Und wenn ja, wer entscheidet was schön ist und was schlicht und einfach zu dünn?

Es geht um eine Debatte, die so schon viele Jahre läuft, ohne tatsächlich voranzukommen: Was tun mit einem Schönheitsideal, das Models regelmäßig an den Rand gesundheitsgefährdender Magersucht führt?

Modewelt und Medien haben regelmäßig auf die Selbstbestimmung des Publikums verwiesen. Wenn die Mehrheit der Leserinnen und Leser die "Magermodels" ablehnen würde, müsste sich der Markt anpassen. Immerhin würden weder Kunden noch Models gezwungen, sich diesem "Schönheitsideal" zu beugen.

Nach einigen Versuchen freiweilliger Selbstbeschränkung können wir mittlerweile feststellen: Das Vertrauen auf das liberale Prinzip individueller Vernunft hat in der Modewelt versagt. Im Gegenteil: nach einem kurzen medialen Aufschrei sind Magermodels auf den Catwalks dieser Welt wieder auf dem Vormarsch.
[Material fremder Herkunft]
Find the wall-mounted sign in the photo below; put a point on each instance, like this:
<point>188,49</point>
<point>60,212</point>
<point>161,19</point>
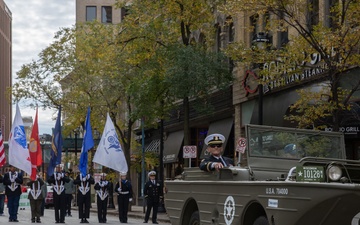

Israel zieht jetzt eine rabiate Notbremse: Im Kampf gegen gesundheitsschädliche Magersucht wird die modelnde Figur juristisch geregelt (unter anderem in der Welt nachzulesen). Sowohl das werbende Medium als auch das Model müssen nun einen ausreichenden BMI gemäß UN-Standards nachweisen. Ein erster Schritt in die richtige Richtung, meinen die einen. Eine falsche Maßnahme gegen die individuelle Selbstbestimmung die anderen.

Interessanterweise muss nun in Israel auch ausgewiesen werden, wenn Werbefotos im Nachhinein manipuliert werden. Sollte das bedeuten, daß in Zukunft tatsächlich echte Models die Cover ausfüllen?